Maar is de stadsvlucht louter een kwestie van hoge huizenprijzen? Of spelen er nog andere, evenwaardige factoren mee die mensen doen vertrekken? BRUZZ trok op onderzoek. Geen representatieve steekproef, maar drie portretten van gewezen Brusselaars, en waarom zij de stad hebben verlaten.
VAN SINT-GILLIS NAAR GENTBRUGGE
Inke (30), Kevin (35), Oscar (3) en Ida (<1)

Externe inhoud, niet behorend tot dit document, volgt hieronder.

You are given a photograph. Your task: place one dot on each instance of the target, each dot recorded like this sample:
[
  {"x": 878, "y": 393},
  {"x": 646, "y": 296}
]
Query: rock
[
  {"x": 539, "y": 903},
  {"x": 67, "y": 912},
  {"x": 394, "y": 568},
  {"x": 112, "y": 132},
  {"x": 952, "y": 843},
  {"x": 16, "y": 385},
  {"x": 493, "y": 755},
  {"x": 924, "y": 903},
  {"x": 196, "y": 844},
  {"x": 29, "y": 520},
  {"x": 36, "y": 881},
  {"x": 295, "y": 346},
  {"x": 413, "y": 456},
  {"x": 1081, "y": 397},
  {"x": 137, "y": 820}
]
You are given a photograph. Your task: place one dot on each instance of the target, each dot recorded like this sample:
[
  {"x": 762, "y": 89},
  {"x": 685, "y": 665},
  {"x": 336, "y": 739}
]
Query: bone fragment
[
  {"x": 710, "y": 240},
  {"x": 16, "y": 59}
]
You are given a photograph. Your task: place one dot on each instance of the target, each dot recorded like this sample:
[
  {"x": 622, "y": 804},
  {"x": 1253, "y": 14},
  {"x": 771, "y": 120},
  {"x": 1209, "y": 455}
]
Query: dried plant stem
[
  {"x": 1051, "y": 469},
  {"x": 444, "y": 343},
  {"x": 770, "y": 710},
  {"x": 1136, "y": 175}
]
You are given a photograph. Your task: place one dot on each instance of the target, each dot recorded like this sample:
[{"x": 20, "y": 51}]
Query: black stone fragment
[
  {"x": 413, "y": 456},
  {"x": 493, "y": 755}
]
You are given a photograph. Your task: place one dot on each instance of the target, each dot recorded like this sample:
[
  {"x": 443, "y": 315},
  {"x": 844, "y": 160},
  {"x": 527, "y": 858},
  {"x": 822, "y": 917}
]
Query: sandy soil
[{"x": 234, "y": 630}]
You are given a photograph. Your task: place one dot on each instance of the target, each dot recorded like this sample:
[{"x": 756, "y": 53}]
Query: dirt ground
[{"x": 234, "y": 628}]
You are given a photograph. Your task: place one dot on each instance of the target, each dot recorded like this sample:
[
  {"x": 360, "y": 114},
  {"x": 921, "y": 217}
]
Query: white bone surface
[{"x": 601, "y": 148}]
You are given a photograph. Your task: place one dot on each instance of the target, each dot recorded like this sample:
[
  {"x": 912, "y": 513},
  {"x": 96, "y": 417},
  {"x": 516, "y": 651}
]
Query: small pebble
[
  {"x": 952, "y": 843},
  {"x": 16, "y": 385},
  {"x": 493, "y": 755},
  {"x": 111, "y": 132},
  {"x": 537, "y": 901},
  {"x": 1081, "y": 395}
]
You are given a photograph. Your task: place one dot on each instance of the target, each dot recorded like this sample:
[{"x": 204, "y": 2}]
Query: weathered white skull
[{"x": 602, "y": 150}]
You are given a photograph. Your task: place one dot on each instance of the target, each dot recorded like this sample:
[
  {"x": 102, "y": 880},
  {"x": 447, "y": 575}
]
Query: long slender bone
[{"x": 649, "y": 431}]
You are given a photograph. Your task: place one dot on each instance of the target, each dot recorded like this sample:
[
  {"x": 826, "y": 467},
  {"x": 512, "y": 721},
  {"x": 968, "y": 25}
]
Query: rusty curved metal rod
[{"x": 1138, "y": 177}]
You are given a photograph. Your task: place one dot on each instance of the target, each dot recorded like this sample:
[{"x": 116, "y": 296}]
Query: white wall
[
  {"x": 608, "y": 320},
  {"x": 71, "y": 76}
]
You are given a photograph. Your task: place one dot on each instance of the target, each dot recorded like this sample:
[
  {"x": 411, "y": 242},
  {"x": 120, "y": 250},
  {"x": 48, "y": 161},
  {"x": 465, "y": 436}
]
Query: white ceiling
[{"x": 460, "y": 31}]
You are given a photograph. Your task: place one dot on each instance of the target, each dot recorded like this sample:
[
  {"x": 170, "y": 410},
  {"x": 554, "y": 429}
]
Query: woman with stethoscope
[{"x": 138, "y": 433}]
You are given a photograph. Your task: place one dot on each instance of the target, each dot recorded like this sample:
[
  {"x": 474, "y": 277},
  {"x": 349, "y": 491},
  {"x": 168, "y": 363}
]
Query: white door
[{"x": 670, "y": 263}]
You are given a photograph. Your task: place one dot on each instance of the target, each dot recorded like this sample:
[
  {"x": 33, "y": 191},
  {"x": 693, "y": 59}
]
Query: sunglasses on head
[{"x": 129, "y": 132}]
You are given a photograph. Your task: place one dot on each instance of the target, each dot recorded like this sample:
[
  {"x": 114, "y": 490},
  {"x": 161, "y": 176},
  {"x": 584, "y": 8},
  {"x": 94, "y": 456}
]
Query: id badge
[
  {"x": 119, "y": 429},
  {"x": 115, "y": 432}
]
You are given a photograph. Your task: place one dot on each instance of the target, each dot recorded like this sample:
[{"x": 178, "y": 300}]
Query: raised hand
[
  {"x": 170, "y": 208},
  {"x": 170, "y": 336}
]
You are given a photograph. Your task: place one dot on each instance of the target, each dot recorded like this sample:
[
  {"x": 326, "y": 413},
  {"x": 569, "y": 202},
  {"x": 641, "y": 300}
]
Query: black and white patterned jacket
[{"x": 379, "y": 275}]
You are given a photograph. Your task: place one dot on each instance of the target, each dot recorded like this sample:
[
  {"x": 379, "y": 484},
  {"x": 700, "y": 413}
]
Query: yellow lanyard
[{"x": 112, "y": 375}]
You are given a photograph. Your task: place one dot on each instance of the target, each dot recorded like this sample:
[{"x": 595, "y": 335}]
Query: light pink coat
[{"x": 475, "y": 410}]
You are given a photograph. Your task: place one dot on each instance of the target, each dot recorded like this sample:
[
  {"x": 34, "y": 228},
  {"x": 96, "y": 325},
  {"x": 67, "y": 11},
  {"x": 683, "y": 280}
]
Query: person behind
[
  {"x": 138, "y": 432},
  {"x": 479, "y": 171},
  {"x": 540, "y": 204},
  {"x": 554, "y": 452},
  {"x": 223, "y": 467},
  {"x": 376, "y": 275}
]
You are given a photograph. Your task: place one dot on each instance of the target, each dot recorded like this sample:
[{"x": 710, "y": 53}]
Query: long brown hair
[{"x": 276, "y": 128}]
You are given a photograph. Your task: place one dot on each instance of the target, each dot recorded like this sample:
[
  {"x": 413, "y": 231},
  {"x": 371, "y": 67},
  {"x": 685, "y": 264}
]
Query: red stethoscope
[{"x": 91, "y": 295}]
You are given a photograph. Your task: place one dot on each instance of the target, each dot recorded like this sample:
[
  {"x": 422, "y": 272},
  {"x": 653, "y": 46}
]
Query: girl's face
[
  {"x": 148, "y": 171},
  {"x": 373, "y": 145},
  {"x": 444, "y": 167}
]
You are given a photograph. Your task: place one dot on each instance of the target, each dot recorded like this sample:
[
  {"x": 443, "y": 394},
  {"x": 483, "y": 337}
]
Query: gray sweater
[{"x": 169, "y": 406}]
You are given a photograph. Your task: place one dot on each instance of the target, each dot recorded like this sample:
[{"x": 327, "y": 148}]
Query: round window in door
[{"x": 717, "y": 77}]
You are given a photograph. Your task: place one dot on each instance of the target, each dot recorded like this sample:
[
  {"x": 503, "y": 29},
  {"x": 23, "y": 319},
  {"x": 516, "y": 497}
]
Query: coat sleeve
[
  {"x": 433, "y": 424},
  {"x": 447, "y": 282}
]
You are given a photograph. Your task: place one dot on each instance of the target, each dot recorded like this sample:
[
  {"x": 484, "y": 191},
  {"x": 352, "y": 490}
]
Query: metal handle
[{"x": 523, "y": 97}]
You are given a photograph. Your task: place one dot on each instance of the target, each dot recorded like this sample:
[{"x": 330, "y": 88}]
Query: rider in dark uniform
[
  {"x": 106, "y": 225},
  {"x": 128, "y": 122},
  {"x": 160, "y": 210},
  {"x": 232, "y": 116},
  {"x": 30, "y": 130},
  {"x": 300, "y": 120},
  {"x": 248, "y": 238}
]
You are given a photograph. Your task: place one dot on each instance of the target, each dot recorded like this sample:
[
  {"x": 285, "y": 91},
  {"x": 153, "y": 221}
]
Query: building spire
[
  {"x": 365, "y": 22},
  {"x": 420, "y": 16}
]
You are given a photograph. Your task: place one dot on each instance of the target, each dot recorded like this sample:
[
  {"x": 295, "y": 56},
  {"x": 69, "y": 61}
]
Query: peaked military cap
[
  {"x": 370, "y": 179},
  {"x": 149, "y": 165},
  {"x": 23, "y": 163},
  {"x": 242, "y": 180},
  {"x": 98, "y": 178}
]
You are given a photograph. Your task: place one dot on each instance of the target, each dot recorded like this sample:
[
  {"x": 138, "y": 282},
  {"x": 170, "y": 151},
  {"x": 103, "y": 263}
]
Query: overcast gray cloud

“Vijf jaar geleden zijn we van Gent naar Brussel verhuisd,” zegt Inke. “Ik werkte al op een school in Anderlecht, en mijn man schrijft televisieprogramma’s. Brussel was praktisch, maar we keken er na een heel leven Gent ook naar uit om in een nieuwe grootstad te wonen. We vonden een huurappartement in de Jean Volderslaan – een hele leuke buurt – en bleven er drie jaar. Maar met de komst van Oscar, onze oudste, begon de zoektocht naar een woning met een tuintje. In Brussel.”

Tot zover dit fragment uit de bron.